U.S. Speaker of the House Mike Johnson (R-La.) speaks to the media after the House narrowly passed a bill forwarding President Donald Trump's agenda at the U.S. Capitol on May 22, 2025 in Washington, DC. The tax and spending legislation, in what has been called the "Big Beautiful Bill," redirects money to the military and border security and includes cuts to Medicaid, education, and other domestic programs. Johnson was flanked by House Committee Chairmen who helped craft the legislation.

How the Big Beautiful Bill hurts the care economy

The Care Economy’s Importance

The U.S. care economy includes paid and unpaid labor supporting children, elderly adults, and people with disabilities. It grows as the population ages. 

Moreover, immigrant workers are central to this sector, filling jobs many Americans do not accept. For example, home health aides and personal care workers are much more likely to be foreign-born than the overall workforce. 

Policy Changes Threaten Workforce Stability 

However, recent federal policies restrict immigration pathways and work permits for caregivers. Consequently, these constraints risk labor shortages in child care, nursing homes, and home-based care services. 

Furthermore, rising employment authorization fees may deter immigrants from seeking legal work. 

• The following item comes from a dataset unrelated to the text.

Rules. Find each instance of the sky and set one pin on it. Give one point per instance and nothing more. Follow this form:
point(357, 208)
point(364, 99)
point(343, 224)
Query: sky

Safety Net and Health Program Reductions

In addition, eligibility for Medicaid and SNAP benefits was narrowed for many noncitizens under the policy changes. 

Low-income caregivers and their families may lose access to essential care and nutrition programs. 

Likewise, millions of low-income citizens could lose Medicaid coverage as eligibility restrictions take effect. 

Consequences for Care Access and Quality

As a result, staffing shortages could lead to limited child care options and longer wait times for care. Also, reduced insurance coverage and higher care costs may worsen health outcomes for vulnerable groups. 

Meanwhile, hospitals and long-term care facilities may face uncompensated care costs as more patients go uninsured. 

Broader Economic and Social Risks

Beyond direct care impacts, labor supply shocks can harm broader economic growth and tax revenue. Moreover, reduced caregiver protections heighten the risk of job instability and exploitation. 

Overall, the combination of labor restrictions and benefit cuts could deepen inequities in health and economic security. 

Policy Responses to Strengthen Care Work 

To offset these harms, domestic worker protections, like bills of rights, can improve wages and working conditions. 

Such laws can guarantee minimum wage, overtime pay, and safe working standards for caregivers. 

As a result, well-designed protections can help retain workers and enhance care quality for all.